Gultry was supposed to head to Liberia next but the Ebola outbreak canceled that assignment. He is spending the fall of 2014 in Addis Ababa, Ethiopia, completing an assignment of a colleague who had to leave for personal reasons. "In Ethiopia, I am able to directly interact in the field with our implementation partners, the people who do the work — unlike in Afghanistan where I could not leave Kabul and usually met with our partners at the U.S. Embassy," Gultry says. "Again, I am working with a team of subject matter experts to put together agreements between the United States and local organizations, mostly for health and education programs."

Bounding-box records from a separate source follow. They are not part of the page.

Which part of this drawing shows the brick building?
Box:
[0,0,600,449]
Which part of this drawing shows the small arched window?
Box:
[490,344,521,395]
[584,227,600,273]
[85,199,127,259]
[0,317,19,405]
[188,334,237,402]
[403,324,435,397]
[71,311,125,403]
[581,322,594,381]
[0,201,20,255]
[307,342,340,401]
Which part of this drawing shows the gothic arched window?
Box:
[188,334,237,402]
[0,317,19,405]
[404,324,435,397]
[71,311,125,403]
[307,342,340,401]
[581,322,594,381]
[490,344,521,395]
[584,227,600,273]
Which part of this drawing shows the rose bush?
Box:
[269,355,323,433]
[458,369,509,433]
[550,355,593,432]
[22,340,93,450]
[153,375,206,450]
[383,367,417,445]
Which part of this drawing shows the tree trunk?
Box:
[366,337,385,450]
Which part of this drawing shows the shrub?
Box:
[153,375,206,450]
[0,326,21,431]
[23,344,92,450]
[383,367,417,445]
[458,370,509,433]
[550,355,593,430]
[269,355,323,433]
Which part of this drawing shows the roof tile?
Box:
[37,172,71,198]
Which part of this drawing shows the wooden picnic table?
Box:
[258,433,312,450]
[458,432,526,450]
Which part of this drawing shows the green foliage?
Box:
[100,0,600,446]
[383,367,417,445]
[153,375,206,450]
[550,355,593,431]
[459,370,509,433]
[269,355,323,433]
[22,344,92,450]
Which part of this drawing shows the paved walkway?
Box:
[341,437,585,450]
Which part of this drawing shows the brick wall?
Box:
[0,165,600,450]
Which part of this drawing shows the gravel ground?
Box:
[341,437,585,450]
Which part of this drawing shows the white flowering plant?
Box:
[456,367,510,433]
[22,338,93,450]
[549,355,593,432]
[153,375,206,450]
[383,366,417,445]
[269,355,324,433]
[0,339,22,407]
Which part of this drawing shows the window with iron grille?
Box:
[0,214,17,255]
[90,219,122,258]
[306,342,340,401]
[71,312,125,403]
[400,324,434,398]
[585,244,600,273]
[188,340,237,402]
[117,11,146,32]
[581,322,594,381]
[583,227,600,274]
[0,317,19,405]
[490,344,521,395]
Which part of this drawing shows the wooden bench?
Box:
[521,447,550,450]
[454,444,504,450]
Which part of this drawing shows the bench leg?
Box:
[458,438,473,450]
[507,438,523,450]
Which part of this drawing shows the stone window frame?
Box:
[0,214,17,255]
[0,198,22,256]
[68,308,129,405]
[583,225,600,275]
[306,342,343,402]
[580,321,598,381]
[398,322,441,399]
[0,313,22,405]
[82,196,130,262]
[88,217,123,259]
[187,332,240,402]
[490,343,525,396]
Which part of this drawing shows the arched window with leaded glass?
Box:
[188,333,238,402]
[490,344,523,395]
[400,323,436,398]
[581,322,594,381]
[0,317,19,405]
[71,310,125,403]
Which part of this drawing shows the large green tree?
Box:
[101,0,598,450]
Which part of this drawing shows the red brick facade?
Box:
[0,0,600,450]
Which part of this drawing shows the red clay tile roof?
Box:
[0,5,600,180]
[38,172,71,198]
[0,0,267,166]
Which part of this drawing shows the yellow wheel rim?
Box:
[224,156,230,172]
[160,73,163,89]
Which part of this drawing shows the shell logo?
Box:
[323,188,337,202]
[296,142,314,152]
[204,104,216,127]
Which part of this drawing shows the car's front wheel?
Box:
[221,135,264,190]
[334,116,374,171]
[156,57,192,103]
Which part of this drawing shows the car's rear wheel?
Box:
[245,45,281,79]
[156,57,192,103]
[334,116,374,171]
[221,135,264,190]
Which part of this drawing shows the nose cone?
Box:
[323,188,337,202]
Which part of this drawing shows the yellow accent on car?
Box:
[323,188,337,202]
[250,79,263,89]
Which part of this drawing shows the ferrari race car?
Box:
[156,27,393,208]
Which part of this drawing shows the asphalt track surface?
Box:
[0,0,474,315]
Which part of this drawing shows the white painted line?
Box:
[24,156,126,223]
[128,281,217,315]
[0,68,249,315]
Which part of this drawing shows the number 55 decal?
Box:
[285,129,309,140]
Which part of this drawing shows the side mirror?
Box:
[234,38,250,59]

Everywhere he goes, Gultry applies his La Follette training in economics, policy analysis and critical thinking. "I recommend the La Follette School for people who aspire to do the work I do in the Foreign Service," Gultry says. "When I look at my peers who went to the Kennedy School or Berkeley, I feel I am more grounded with the Midwestern approach La Follette's small program offers, along with my internship opportunities and the countless connections I made in Madison."
Above: James Gultry wears the handwoven clothing traditionally worn in the village of the Larabanga in northern Ghana. During his visit, Gultry received two handmade gift baskets on behalf of the U.S. Embassy for American support to the Amunibisi Basket Weavers Association, a women's cooperative in West Gonja district of Ghana that exports products to Target and World Market stores in the United States. Below: James Gultry (seated, second from left) represents the U.S. Ambassador to Ghana at the inauguration of the Lambussie Tungnuo Haala Rural Women's group's shea nut and peanut production facility in northern Ghana. The project was partially funded by a small grant from the U.S. Ambassador's Special Self Help fund in Ghana to assist this women's cooperative purchase the machinery and storage facility for its shea butter and peanut products. "This project enabled the small women's group to begin exporting tons shea butter to the U.S. cosmetic companies annually," Gultry says. As a token of their appreciation, the women's group rewarded Gultry with the traditional hand woven vest worn in the photo.